While in Rijnsburg, Spinoza worked on the “Treatise on the Emendation of the Intellect,” an essay on philosophical method, and the “Short Treatise on God, Man and His Well-Being,” an initial but ultimately interrupted effort to lay out his metaphysical, epistemological and moral views. His critical examination of Descartes’ "Principles of Philosophy" was completed in 1663; it is coincidentally the only work he published under his own name in his lifetime. By this time, he was also working on his philosophical masterpiece, what would eventually be called "the Ethics." However, when Spinoza began to witness the principles of toleration in Holland being threatened by reactionary forces, he put the work aside to complete his “scandalous” Theological-Political Treatise, published anonymously and to great alarm in 1670.


It is part biblical study, part political treatise. “Its overriding goal is to recommend full freedom of thought and religious practice, subject to behavioral conformity with the laws of the land.
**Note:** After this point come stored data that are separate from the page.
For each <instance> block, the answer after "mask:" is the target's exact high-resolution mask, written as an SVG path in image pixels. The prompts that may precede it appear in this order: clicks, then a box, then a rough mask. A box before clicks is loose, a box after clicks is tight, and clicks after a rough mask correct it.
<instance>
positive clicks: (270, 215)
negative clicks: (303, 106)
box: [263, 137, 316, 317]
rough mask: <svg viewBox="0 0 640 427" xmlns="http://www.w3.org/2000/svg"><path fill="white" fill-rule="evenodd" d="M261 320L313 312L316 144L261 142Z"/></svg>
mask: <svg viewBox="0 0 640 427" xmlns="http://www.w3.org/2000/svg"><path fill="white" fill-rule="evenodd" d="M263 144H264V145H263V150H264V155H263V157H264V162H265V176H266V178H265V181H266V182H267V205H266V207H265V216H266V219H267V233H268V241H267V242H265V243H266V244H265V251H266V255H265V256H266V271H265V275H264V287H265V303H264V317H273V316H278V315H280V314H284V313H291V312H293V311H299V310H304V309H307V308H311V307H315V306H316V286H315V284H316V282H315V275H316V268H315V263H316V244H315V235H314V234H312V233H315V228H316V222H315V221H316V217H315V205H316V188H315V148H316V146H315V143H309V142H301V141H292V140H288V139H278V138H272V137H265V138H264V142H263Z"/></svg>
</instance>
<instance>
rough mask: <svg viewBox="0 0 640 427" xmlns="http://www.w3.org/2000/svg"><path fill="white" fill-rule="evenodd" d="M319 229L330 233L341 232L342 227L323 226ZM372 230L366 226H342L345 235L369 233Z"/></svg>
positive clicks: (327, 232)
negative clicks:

As virtually the first examination of the Scriptures (primarily the Pentateuch) as historical documents, reflecting the intellectual limitations of their time, and of problematic authorship, it opened the so-called higher criticism.” For Spinoza, what is most important is the Bible's moral message, “its implied science and metaphysics can stand only as imaginative adjuncts for teaching ethics to the multitude.” Though Spinoza discreetly identifies God and nature, one of the opinions leading to his excommunication, he writes in a more orthodox vein, even as he denies “the genuinely supernatural character of reported miracles.”
It is much debated whether this demonstrates that those who now read the Ethics in an entirely secular manner misunderstand it, or whether Spinoza was adapting his presentation not to the masses, but to conventionally religious intellectuals of his time. It was among these intellectuals that Spinoza wished to promote tolerant liberal ideals. “The study of the Bible is designed to show that there is nothing in it which should sanction intolerance within Judaism or Christianity, or between them, and to illustrate certain political facts by reflections on Jewish history, such as the desirable relations between Church and State.” Spinoza's political theory owes a good deal to Hobbes’ idea of a social contract, as Spinoza derives a more liberal and democratic lesson from it.
“The Ethics is an ambitious and multifaceted work. It is also bold to the point of audacity, as one would expect of a systematic and unforgiving critique of the traditional philosophical conceptions of God, the human being and the universe, and, above all, of the religions and the theological and moral beliefs grounded thereupon. What Spinoza intends to demonstrate is the truth about God, nature and especially ourselves; and the highest principles of society, religion and the good life.”
Despite the great deal of metaphysics, physics, anthropology and psychology that take up Parts One through Three, Spinoza took the critical message of the work to be ethical in nature. The ethics attempts to illustrate that our happiness and well-being lie not in a life enslaved to the passions and the goods we ordinarily pursue, nor in the related attachment to superstitions that pass as religion, but rather in the life of reason. To clarify and support these broadly ethical conclusions, however, Spinoza must first demystify the universe and show it for what it really is. This requires laying out some metaphysical foundations.